Signed-off-by: Allison Henderson <allison.henderson@oracle.com>
Reviewed-by: Darrick J. Wong <djwong@kernel.org>
[djwong: move functions to xfs_parent.c, adjust for new disk format]
Signed-off-by: Darrick J. Wong <djwong@kernel.org>
Reviewed-by: Christoph Hellwig <hch@lst.de>
2024-04-23 07:46:57 -07:00
Darrick J. Wong ae673f534a xfs: record inode generation in xattr update log intent items
For parent pointer updates, record the i_generation of the file that is
being updated so that we don't accidentally jump generations.

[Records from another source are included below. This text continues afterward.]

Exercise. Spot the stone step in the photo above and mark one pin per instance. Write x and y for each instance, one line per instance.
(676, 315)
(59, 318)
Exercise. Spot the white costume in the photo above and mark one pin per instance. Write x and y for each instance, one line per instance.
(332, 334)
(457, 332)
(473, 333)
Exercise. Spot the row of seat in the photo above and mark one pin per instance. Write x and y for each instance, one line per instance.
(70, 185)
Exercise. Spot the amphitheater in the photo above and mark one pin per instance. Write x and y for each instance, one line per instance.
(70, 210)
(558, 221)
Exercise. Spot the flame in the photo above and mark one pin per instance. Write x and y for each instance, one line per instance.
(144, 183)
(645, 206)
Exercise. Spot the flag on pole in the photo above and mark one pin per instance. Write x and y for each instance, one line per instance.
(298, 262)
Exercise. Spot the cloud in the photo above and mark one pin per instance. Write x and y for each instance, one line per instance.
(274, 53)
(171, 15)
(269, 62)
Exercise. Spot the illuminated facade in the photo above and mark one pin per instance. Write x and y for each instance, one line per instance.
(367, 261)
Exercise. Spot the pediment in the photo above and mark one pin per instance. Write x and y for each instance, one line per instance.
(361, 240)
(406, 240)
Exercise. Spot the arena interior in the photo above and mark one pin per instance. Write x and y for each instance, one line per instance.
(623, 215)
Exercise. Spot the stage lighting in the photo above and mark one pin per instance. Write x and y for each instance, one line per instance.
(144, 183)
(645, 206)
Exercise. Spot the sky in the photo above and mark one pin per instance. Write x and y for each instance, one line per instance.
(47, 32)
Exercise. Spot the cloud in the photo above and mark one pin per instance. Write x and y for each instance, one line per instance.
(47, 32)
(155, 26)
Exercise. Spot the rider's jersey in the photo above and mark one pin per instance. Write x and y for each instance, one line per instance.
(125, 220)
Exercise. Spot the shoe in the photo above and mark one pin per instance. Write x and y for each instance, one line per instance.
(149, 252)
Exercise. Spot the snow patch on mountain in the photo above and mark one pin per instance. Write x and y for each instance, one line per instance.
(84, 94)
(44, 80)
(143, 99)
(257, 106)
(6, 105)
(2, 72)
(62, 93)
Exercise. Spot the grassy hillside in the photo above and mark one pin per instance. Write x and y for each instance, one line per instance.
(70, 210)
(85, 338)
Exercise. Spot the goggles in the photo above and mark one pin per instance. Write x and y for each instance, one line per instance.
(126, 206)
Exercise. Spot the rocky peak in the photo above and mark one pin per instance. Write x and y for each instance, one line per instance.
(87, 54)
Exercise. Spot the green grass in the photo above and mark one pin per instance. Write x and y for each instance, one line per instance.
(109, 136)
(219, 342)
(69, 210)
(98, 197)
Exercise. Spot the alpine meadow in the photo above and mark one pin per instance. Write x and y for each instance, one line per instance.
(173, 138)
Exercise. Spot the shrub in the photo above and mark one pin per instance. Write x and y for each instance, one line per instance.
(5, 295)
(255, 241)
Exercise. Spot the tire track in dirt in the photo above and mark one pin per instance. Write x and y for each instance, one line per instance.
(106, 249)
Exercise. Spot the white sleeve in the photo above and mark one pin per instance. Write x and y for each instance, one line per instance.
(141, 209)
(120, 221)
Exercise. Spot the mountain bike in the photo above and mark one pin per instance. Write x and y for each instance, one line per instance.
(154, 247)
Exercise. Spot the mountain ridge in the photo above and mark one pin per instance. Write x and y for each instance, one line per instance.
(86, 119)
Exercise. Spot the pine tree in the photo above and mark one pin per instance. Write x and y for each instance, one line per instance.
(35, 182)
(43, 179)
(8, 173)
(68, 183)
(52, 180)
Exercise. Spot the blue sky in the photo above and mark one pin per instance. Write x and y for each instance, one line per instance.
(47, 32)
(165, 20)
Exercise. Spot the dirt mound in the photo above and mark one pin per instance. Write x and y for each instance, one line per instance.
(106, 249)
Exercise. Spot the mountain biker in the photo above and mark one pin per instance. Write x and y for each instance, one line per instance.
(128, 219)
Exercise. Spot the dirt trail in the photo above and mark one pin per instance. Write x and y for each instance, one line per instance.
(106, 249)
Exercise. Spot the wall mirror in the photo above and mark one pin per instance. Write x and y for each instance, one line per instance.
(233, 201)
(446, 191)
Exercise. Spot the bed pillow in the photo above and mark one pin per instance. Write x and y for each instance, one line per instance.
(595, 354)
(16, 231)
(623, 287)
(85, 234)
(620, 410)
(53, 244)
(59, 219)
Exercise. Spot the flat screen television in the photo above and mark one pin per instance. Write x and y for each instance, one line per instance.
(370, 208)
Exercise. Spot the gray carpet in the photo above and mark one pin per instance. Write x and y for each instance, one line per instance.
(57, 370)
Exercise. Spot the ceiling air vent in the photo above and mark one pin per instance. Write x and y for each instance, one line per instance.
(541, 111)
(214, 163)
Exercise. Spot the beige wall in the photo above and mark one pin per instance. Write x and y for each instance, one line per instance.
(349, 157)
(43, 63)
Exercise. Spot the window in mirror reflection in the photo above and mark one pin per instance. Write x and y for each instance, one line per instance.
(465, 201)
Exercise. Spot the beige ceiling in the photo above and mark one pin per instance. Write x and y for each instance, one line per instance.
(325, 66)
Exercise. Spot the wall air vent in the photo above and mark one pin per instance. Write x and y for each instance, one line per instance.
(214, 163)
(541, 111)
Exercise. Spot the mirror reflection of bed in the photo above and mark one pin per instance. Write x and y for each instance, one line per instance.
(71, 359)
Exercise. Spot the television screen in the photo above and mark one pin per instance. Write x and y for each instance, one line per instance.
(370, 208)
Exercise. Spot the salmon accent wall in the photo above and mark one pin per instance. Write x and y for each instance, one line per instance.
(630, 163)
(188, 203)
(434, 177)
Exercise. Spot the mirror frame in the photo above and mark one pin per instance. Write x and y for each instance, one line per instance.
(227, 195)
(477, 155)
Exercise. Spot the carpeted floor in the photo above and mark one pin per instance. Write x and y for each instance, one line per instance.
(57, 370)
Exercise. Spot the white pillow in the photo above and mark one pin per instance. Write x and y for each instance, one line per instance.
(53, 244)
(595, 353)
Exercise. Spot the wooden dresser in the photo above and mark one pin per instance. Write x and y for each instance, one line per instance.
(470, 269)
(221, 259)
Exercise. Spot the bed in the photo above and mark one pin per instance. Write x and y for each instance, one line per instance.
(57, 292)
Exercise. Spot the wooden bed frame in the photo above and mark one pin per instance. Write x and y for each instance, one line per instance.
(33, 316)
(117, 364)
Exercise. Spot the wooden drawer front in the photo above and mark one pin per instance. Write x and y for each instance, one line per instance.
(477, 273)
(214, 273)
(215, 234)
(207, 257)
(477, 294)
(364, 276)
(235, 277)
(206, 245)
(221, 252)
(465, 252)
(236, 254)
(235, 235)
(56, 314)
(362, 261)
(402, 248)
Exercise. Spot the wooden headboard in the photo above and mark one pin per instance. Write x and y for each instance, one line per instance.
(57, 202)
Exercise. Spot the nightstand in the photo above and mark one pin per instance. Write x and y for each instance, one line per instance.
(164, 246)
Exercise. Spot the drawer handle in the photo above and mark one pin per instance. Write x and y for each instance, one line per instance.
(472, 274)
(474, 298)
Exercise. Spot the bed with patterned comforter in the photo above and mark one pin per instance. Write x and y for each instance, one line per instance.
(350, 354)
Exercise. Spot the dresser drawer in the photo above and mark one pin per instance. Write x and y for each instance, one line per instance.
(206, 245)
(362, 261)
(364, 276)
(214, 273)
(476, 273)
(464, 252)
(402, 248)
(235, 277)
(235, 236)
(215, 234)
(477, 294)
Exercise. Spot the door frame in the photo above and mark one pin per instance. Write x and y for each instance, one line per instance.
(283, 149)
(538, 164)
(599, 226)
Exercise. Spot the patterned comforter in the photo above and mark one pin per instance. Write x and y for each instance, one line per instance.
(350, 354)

Signed-off-by: Darrick J. Wong <djwong@kernel.org>
Reviewed-by: Christoph Hellwig <hch@lst.de>
2024-04-23 07:46:57 -07:00
Darrick J. Wong 5773f7f82b xfs: create attr log item opcodes and formats for parent pointers
Make the necessary alterations to the extended attribute log intent item
ondisk format so that we can log parent pointer operations.  This
requires the creation of new opcodes specific to parent pointers, and a
new four-argument replace operation to handle renames.  At this point
this part of the patchset has changed so much from what Allison original
wrote that I no longer think her SoB applies.

Signed-off-by: Darrick J. Wong <djwong@kernel.org>
Reviewed-by: Christoph Hellwig <hch@lst.de>
2024-04-23 07:46:57 -07:00
Darrick J. Wong a918f5f2cd xfs: refactor xfs_is_using_logged_xattrs checks in attr item recovery
Move this feature check down to the per-op checks so that we can ensure
that we never see parent pointer attr items on non-pptr filesystems, and
that logged xattrs are turned on for non-pptr attr items.

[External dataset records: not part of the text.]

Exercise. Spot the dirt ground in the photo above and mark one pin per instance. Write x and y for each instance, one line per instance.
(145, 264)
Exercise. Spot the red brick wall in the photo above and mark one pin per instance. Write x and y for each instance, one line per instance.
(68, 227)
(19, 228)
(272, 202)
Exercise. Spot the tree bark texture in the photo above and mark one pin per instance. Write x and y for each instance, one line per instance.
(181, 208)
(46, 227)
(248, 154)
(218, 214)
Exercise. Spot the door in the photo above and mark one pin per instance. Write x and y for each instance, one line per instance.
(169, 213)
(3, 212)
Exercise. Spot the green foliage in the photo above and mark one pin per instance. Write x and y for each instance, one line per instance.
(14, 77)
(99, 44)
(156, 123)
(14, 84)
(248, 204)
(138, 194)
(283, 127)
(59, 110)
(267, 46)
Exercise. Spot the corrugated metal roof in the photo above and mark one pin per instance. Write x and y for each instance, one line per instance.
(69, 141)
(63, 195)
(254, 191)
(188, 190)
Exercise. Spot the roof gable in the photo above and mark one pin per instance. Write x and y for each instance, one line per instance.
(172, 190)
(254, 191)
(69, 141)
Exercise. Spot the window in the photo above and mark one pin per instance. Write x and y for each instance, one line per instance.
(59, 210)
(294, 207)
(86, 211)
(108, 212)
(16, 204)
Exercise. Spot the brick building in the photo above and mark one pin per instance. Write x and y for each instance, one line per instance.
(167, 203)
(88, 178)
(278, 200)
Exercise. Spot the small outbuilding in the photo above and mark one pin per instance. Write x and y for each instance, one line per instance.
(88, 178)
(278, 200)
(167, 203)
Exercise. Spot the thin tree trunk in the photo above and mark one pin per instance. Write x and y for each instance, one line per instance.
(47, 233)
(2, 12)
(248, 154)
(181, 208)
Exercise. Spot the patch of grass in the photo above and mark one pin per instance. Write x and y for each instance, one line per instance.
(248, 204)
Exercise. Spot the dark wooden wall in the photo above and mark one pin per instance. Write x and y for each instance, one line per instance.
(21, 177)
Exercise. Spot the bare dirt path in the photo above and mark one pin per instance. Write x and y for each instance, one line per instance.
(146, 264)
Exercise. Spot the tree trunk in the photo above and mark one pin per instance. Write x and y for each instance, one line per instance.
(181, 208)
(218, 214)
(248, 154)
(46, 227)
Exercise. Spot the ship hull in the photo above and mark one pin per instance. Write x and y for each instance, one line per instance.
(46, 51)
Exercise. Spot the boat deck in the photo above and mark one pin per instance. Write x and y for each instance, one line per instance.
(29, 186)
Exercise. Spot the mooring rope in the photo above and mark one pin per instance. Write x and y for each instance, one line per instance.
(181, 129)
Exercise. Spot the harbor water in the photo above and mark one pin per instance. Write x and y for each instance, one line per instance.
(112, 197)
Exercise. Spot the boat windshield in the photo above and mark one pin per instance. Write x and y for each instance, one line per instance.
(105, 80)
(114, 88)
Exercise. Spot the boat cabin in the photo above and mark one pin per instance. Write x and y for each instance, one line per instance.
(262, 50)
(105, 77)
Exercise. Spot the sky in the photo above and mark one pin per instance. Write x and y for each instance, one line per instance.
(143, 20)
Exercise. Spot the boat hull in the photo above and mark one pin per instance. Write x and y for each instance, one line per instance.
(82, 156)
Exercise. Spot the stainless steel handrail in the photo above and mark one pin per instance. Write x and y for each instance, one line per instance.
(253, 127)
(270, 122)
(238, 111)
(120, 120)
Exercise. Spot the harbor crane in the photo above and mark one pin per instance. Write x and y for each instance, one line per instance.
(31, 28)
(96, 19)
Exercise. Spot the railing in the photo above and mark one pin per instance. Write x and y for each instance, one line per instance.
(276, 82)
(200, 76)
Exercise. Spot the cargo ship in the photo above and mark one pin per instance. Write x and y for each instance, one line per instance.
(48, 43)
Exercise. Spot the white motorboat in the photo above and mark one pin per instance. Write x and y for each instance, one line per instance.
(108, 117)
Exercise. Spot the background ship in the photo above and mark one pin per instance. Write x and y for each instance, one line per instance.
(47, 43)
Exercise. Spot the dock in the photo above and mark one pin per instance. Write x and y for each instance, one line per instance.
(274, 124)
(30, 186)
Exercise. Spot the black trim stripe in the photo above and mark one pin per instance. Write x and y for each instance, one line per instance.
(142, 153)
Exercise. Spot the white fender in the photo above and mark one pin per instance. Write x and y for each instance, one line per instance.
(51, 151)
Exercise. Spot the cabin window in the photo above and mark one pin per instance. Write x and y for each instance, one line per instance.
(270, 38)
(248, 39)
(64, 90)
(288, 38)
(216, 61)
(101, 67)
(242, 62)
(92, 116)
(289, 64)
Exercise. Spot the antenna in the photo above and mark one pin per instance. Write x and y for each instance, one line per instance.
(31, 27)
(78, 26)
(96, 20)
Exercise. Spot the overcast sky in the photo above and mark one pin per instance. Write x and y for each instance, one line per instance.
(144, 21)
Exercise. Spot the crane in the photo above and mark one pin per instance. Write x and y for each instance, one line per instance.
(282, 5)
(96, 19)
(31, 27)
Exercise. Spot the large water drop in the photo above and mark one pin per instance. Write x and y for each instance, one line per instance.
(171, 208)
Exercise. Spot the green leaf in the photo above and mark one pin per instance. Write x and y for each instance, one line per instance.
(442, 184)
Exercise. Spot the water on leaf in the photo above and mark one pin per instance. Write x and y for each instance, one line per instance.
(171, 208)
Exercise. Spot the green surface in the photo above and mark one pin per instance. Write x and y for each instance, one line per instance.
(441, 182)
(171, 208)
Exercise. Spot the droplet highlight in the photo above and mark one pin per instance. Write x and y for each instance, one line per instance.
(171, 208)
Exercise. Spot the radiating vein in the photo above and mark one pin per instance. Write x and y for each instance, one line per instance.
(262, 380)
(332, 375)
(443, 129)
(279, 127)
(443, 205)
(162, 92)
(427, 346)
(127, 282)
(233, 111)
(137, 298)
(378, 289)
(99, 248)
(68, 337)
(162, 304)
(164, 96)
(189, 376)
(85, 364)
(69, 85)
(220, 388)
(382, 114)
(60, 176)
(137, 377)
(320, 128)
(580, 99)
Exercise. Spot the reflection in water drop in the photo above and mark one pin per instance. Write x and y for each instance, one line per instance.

Signed-off-by: Darrick J. Wong <djwong@kernel.org>
Reviewed-by: Christoph Hellwig <hch@lst.de>
2024-04-23 07:46:56 -07:00
Darrick J. Wong a64e013475 xfs: create a separate hashname function for extended attributes
Create a separate function to compute name hashvalues for extended
attributes.  When we get to parent pointers we'll be altering the rules
so that metadump obfuscation doesn't turn heinous.

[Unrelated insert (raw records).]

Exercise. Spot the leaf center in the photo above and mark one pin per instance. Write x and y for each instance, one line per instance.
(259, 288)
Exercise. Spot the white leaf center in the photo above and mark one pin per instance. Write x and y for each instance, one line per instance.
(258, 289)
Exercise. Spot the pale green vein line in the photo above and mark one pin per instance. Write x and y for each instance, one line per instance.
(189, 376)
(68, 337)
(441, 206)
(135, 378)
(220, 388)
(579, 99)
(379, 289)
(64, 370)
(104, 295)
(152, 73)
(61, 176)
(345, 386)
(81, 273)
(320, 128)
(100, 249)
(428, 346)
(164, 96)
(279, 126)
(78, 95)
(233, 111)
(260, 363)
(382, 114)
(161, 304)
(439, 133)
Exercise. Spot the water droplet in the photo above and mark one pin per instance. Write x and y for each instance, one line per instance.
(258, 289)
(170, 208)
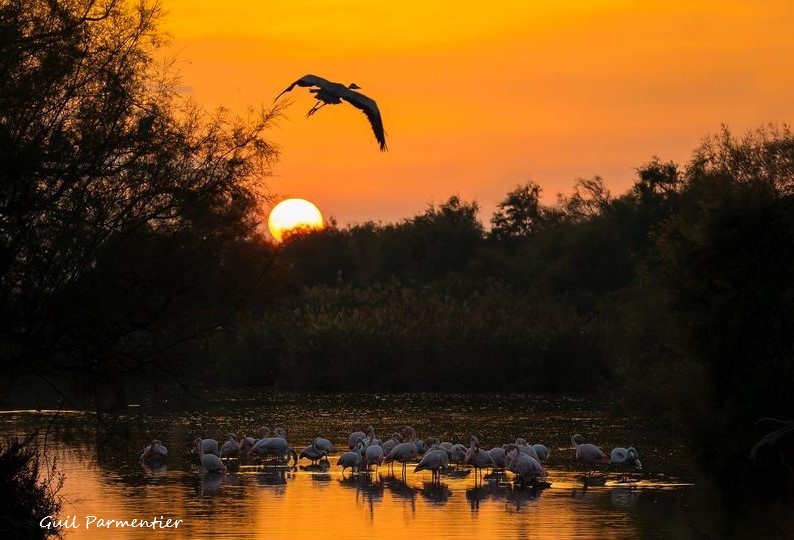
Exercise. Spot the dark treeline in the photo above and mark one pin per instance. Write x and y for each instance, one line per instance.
(132, 263)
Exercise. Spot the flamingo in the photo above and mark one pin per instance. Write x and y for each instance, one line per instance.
(155, 452)
(625, 458)
(434, 460)
(479, 459)
(589, 453)
(231, 447)
(524, 466)
(457, 453)
(373, 452)
(210, 462)
(408, 433)
(353, 438)
(389, 444)
(351, 459)
(246, 443)
(277, 447)
(402, 453)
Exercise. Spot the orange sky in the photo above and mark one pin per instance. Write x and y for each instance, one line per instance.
(478, 97)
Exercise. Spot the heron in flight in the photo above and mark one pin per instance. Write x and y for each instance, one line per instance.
(331, 93)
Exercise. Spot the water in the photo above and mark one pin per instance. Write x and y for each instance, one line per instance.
(253, 501)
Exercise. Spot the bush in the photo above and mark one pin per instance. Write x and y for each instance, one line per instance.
(26, 496)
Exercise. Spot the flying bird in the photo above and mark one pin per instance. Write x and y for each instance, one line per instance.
(332, 93)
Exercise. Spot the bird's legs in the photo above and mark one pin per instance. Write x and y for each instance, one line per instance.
(317, 106)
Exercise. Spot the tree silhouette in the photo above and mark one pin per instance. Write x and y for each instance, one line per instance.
(110, 182)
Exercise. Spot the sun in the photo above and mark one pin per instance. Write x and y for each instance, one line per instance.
(292, 215)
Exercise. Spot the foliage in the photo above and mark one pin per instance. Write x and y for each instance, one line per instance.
(26, 495)
(127, 216)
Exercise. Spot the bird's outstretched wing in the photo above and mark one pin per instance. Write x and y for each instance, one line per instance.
(370, 108)
(306, 80)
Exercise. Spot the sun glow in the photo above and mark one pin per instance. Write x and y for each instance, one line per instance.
(292, 215)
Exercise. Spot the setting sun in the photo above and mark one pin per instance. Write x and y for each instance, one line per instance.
(292, 214)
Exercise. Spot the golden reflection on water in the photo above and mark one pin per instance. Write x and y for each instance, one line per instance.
(278, 502)
(254, 502)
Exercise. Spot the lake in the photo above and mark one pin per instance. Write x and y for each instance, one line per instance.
(105, 479)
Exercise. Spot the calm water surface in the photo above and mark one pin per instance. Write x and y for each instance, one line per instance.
(251, 501)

Signed-off-by: Darrick J. Wong <djwong@kernel.org>
Reviewed-by: Christoph Hellwig <hch@lst.de>
2024-04-23 07:46:55 -07:00
Darrick J. Wong 9713dc8877 xfs: move xfs_attr_defer_add to xfs_attr_item.c
Move the code that adds the incore xfs_attr_item deferred work data to a
transaction live with the ATTRI log item code.  This means that the
upper level extended attribute code no longer has to know about the
inner workings of the ATTRI log items.

Signed-off-by: Darrick J. Wong <djwong@kernel.org>
Reviewed-by: Christoph Hellwig <hch@lst.de>
2024-04-23 07:46:55 -07:00
Darrick J. Wong ea0b3e8147 xfs: enforce one namespace per attribute
Create a standardized helper function to enforce one namespace bit per
extended attribute, and refactor all the open-coded hweight logic.  This
function is not a static inline to avoid porting hassles in userspace.

Signed-off-by: Darrick J. Wong <djwong@kernel.org>
Reviewed-by: Christoph Hellwig <hch@lst.de>
2024-04-23 07:46:54 -07:00
Darrick J. Wong ffdcc3b8eb xfs: refactor name/value iovec validation in xlog_recover_attri_commit_pass2
Hoist the code that checks the attr name and value iovecs into separate
helpers so that we can add more callsites for the new parent pointer
attr intent items.

Signed-off-by: Darrick J. Wong <djwong@kernel.org>
Reviewed-by: Christoph Hellwig <hch@lst.de>
2024-04-23 07:46:54 -07:00
Darrick J. Wong 50855427c2 xfs: refactor name/length checks in xfs_attri_validate
Move the name and length checks into the attr op switch statement so
that we can perform more specific checks of the value length.  Over the
next few patches we're going to add new attr op flags with different
validation requirements.

While we're at it, remove the incorrect comment.

Signed-off-by: Darrick J. Wong <djwong@kernel.org>
Reviewed-by: Christoph Hellwig <hch@lst.de>
2024-04-23 07:46:54 -07:00
Darrick J. Wong c07f018bc0 xfs: use local variables for name and value length in _attri_commit_pass2
We're about to start using tagged unions in the xattr log format, so
create a bunch of local variables in the recovery function so we only
have to decode the log item fields once.

Signed-off-by: Darrick J. Wong <djwong@kernel.org>
Reviewed-by: Christoph Hellwig <hch@lst.de>
2024-04-23 07:46:54 -07:00
Darrick J. Wong 0aeeeb7969 xfs: always set args->value in xfs_attri_item_recover
Always set args->value to the recovered value buffer.  This reduces the
amount of code in the switch statement, and hence the amount of thinking
that I have to do.  We validated the recovered buffers, supposedly.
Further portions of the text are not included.